The Land of Decoration is a first novel told in the voice of a young girl who has been brought up as a member of a religious sect; Grace McCleen is a young writer who was herself brought up in a similar environment, and she is probably writing about things that she knows. Of course, most authors draw deeply on personal life experiences as they write, not surprising since writing about events and circumstances you know is likely to be more realistic and easier. However, sometimes the parallels between events and a novel and the author’s own life seem particularly close – Anthony Powell’s Dance to the Music of Time sequence being a good example – and perhaps that is also the case here. Certainly, the setting of the novel is completely convincing, even if the events are at least partly imagined.

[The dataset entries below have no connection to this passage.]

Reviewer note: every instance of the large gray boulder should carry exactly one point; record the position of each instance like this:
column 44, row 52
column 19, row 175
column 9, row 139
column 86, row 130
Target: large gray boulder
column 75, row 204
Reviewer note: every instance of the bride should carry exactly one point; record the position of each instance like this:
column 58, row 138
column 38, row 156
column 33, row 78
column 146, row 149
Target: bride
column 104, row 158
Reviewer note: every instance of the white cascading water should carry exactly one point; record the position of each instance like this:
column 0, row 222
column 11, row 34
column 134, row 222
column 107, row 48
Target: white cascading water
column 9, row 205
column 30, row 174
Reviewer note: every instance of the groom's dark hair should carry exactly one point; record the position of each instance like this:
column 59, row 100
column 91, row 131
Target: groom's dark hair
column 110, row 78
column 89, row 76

There have been a number of successful recent novels told in the voice of a young child, so the approach is by no means completely original. However, for it to succeed requires considerable technical skill as a writer as well as considerable imagination, and in The Land of Decoration Judith (the narrator) convinces completely as a somewhat precocious young girl. The book is a little slow to get going, but ultimately the world it creates is completely engrossing and I found difficulty putting the book down at some points.
Judith lives with her father, and it is clear from the outset that her mother is dead. Judith has been brought up as a committed member of a small Church which operates under strict rules and is clearly closely modelled on the Jehovah’s Witness movement. Judith stands out from her schoolmates, both for her intelligence and for her religious differences. As a result, she is isolated and bullied, and retreats to an imaginary world which she makes in her bedroom. Judith comes to believe that she has been given the power to perform miracles, and that when something happens in her model world it will be paralleled in the real world. At first it seems to her that this will provide a rapid solution to her problems, but she quickly comes to realise that the consequences of our wishes coming true can be hard to predict, and that perhaps the adults in her life do not truly believe all that they say.

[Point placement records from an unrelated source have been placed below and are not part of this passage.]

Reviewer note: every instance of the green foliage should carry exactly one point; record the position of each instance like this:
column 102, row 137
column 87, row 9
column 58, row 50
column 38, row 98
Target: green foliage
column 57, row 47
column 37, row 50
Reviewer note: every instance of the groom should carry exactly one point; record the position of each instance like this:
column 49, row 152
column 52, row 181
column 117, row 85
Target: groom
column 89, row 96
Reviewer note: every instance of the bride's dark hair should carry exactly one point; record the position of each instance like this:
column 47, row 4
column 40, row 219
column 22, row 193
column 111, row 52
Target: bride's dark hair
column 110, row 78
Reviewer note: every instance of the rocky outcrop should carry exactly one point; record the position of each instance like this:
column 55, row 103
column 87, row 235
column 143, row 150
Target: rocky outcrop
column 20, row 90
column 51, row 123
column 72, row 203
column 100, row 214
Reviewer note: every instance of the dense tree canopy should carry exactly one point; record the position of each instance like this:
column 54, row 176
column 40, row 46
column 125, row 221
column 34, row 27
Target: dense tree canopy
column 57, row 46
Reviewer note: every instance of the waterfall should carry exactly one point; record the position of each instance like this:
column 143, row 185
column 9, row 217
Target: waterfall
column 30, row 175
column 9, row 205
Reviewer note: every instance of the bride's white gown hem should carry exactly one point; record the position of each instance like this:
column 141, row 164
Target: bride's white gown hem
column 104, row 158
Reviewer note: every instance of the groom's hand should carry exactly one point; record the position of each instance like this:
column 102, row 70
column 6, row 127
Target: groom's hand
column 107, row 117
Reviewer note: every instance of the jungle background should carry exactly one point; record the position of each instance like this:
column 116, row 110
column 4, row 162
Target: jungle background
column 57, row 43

There are many strong aspects to this novel – the voice and personality of Judith, her relationship with her father, the portrayal of the Church and its congregation and the reality of bullying in the school. There are also some unexpected aspects – the unseen social factors which turn a child into a bully, the impact of isolation on the development of an intelligent child, the impact of a strike in a closed community. The portrayal of the Church is not particularly sympathetic, and some readers have objected to this, but neither is it unreasonably harsh. But above all my memory will be of Judith and her imaginary world, which is a memorable one.
Finally, I need to comment on The Land of Decoration as an object. As e-books become ever more popular, publishers need to work harder to make us buy their books. I read the first edition hardcover from Chatto &Windus, and it is a truly beautiful book. Coloured page edges (like an old-fashioned Bible), pictorial endpapers and a superb dustwrapper. Who would choose an e-book over an object like this?